Most of us don’t think twice about the can we grab from the fridge. You reach, you pop, you drink. But Pepsi Max is betting that at least some of us will stop, look twice, and maybe even squeal a little when the can in our hand starts changing colour right before our eyes.
That’s the premise behind Pepsi Max’s new Perfect Chilled variant, launched as part of the brand’s wider Pepsi Football Nation campaign ahead of the 2026 FIFA World Cup. Out of 86 million football-themed cans hitting shelves across the UK, only 150,000 carry something extra: thermochromic ink that begins to shift at 12°C and turns a full, vivid blue at 8°C, the temperature Pepsi considers optimal for drinking. In other words, the can tells you when it’s ready.
Design: Pepsi
The design itself is clean and considered. The 330ml can wears the classic black-and-white pentagon pattern of a traditional football, a smart visual shorthand that doesn’t need any explanation. It’s immediately recognisable, seasonally relevant, and works beautifully with the colour-change mechanic. The graphic language is minimal without being plain, and the blue reveal against the black-and-white base is genuinely satisfying. When that blue kicks in, it’s not subtle. It’s the kind of visual shift that makes you want to show someone standing next to you.
The Perfect Chilled variant also doubles as a prize trigger. Finding one means you’re entered into a competition where prizes include £5,000 towards a home entertainment bundle, football tickets, Pepsi Football Nation merchandise, and vouchers. So the colour change does two things at once: it signals peak drinking temperature, and it reveals whether you’re holding a winner. That’s a neat piece of design thinking, making a single moment do a lot of heavy lifting without feeling gimmicky.

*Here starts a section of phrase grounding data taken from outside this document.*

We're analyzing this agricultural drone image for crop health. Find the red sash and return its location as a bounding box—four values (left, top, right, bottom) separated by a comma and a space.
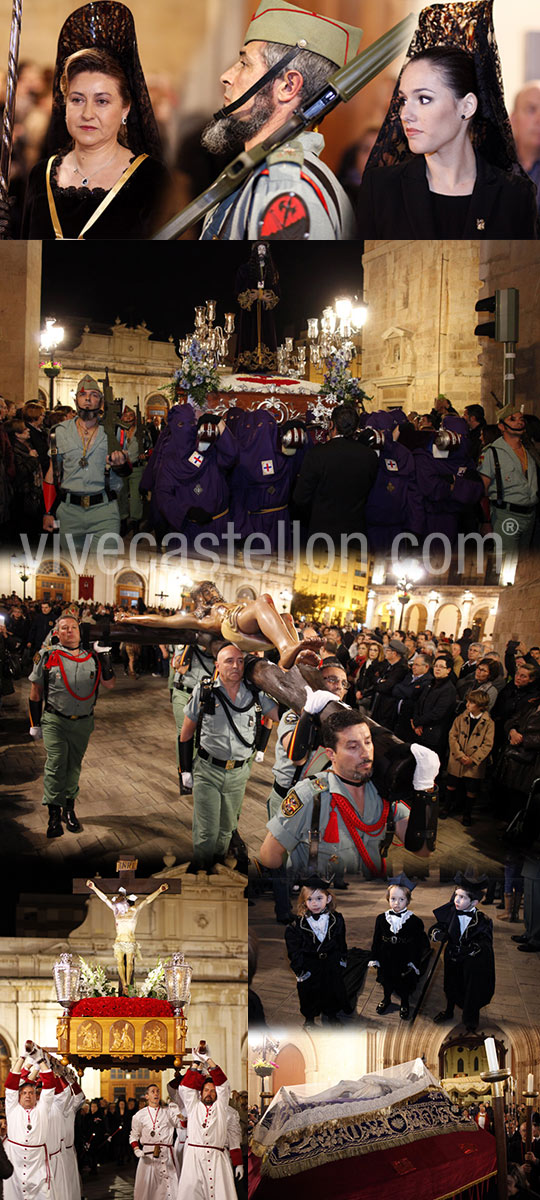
323, 792, 390, 879
45, 649, 101, 702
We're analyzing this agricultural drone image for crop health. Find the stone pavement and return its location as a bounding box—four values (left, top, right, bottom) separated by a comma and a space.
249, 881, 540, 1032
82, 1162, 135, 1199
1, 674, 194, 876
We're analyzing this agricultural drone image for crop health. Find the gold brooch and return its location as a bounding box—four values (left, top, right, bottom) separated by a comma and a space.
476, 218, 485, 231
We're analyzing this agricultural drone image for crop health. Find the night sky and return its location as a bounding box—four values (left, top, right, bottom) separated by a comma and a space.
41, 240, 365, 347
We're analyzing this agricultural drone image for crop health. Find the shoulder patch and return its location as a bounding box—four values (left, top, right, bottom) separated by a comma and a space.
259, 193, 310, 240
280, 790, 303, 817
284, 711, 298, 725
33, 652, 42, 665
266, 142, 304, 167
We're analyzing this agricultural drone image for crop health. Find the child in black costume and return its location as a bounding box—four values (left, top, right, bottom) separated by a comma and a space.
431, 870, 495, 1032
285, 874, 348, 1027
368, 873, 428, 1020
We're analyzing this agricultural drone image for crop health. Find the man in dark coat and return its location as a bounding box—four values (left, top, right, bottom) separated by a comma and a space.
292, 403, 378, 543
431, 871, 495, 1031
370, 639, 409, 730
393, 653, 433, 741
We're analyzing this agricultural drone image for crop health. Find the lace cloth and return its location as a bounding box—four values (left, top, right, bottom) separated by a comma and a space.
366, 0, 525, 178
46, 1, 162, 158
253, 1059, 439, 1149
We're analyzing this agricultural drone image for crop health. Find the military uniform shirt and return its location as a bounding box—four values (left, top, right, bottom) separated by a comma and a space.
267, 770, 410, 877
55, 421, 123, 494
173, 646, 215, 692
185, 679, 275, 761
29, 645, 100, 717
201, 132, 356, 242
271, 709, 329, 791
478, 437, 538, 506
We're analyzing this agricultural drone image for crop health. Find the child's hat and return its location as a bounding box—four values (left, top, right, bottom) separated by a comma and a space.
301, 873, 333, 891
388, 872, 416, 891
453, 869, 489, 900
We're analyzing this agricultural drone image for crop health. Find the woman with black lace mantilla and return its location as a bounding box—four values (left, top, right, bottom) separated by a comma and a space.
21, 2, 170, 239
356, 0, 538, 240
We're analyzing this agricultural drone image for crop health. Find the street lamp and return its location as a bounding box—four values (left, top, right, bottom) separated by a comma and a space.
249, 1032, 280, 1114
39, 317, 64, 409
393, 560, 423, 632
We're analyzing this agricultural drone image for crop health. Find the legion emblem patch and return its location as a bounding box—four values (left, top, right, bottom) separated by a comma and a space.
281, 791, 303, 817
259, 192, 310, 240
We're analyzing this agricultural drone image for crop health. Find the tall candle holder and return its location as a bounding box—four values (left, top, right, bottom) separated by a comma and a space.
480, 1067, 511, 1200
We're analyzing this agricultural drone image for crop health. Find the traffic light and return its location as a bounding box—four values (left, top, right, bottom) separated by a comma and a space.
474, 288, 519, 341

I’ll admit I have a soft spot for thermochromic packaging. It made waves in mainstream consumer consciousness back in the 2000s with Coors Light’s cold-activated mountains, and various brands have been picking it up ever since. But Pepsi’s version feels more purposeful than most. Rather than just being a party trick, the temperature cue here is tied to a genuine product promise: that Pepsi Max is best at 8°C, and the can will tell you when you’ve hit it. That’s functional design, not just fun design, and the difference matters.
The scarcity piece is where the campaign gets genuinely clever. At 150,000 Perfect Chilled cans out of 86 million, the odds aren’t outrageous, but they’re not guaranteed either. It creates just enough tension to make you actually look at the packaging, which is something brands have been desperately trying to achieve in the era of eyes-down, scroll-while-shopping retail behaviour. When your product can make someone pause on the way to the checkout, you’ve done something right.
Pepsi didn’t stop at the can, either. The campaign includes a browser extension for Chrome and Firefox that replaces the word “soccer” with “football” on any webpage, a nod to the ongoing, completely unresolvable debate that football fans clearly feel strongly enough about to install software over. It’s a small touch, but it speaks to the same sensibility running through the whole campaign: know your audience, and then give them something that feels made for them specifically.
Packaging rarely gets the cultural credit it deserves. It’s the thing you throw away, the design you never frame, the object that lives in your hand for about four minutes before it goes in the recycling. But at its best, it does what this Pepsi Max can does: it turns a routine moment into a small, unexpected experience. For a product that’s been on shelves since the 1990s, making a can feel exciting again is no small feat. And if the price of admission is putting your Pepsi in the fridge before a football match, well, you were probably doing that anyway.